Jeworrek also estimated Harvey, which lashed Texas and Louisiana with unprecedented rain last month, could end up costing insurers between $25 and $30 billion (21 and 25 billion euros).
Damage estimates for Hurricane Harvey, which made landfall in Texas on August 26 before returning out to sea to then lash Louisiana, vary from around $50 billion to well in excess of $100 billion.
However, not all property was insured or fully insured.
Nevertheless, with Harvey and Irma, certain “cat bonds will be triggered, the expected profitability won’t be there and there may even be losses,” said Claude Tendil, the organiser of the annual insurance conference known as September Rendezvous.
“The alternative finance market could experience a sudden stop,” he added.
Before Hurricane Irma struck Florida, ratings agency S&P Global Ratings identified 13 cat bonds that could get triggered, depending on its path and the severity of damage.

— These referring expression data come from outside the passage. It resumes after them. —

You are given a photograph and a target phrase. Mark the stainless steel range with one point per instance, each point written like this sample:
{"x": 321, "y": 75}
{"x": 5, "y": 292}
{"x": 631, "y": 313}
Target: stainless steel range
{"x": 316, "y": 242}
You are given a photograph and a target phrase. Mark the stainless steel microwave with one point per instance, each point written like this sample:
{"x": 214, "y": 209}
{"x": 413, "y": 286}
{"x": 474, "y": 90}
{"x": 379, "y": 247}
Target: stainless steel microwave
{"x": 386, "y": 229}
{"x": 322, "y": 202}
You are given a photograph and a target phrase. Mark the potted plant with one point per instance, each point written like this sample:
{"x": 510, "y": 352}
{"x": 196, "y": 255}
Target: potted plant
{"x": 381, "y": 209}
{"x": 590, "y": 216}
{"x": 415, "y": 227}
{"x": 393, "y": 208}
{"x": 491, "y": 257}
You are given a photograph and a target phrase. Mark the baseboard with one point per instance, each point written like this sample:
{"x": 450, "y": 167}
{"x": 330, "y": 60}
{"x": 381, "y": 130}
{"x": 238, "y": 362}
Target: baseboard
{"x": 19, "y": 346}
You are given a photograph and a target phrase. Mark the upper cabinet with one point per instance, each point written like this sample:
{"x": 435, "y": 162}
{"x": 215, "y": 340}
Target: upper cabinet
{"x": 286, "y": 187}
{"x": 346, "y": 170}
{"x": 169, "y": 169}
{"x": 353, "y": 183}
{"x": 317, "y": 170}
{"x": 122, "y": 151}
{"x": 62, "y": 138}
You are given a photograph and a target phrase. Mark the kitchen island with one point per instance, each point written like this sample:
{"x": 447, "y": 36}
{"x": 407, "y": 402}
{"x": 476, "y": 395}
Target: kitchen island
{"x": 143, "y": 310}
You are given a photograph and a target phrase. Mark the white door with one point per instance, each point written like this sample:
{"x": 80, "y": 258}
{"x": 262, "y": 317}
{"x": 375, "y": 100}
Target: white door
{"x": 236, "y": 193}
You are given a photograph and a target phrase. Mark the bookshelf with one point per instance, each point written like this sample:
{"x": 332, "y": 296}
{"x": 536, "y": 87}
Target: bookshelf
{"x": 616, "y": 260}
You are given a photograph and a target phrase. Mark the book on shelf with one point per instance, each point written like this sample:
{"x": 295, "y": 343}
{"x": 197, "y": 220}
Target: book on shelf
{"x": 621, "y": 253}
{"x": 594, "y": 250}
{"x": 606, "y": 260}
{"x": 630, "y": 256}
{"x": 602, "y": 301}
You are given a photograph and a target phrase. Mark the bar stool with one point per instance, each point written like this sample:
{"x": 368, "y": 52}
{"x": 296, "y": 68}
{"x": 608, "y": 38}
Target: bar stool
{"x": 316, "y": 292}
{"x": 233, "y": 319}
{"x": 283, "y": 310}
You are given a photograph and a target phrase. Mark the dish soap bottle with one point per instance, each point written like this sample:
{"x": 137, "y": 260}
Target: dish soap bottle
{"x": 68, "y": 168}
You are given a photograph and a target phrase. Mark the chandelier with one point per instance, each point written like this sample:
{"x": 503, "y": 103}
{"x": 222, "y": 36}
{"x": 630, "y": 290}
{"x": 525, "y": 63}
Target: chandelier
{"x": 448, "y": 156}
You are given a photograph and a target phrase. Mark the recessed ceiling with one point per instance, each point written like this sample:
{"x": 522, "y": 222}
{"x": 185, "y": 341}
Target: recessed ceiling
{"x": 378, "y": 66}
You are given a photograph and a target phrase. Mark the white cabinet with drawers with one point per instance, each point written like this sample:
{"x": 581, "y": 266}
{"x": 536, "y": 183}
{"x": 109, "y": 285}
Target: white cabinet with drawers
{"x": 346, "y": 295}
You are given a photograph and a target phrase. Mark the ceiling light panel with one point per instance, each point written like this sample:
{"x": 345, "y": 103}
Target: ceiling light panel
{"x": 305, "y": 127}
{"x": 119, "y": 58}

“Ever since the first catastrophe bond was issued, the question ‘How would the market react to a major event?’ has loomed, and Hurricane Irma could very well be that event,” the agency wrote in a recent report.
Some bonds could possibly see a loss on the investment principal, but S&P Global Ratings remained sanguine about the prospects for the cat bond market, even if some investors get burned by Irma.
“As to what happens post-Irma, even if bonds were to suffer principal reductions, we expect most investors would remain, as periodic losses are to be expected. So, one event, even a major one, should not result in a mass exodus,” said the agency.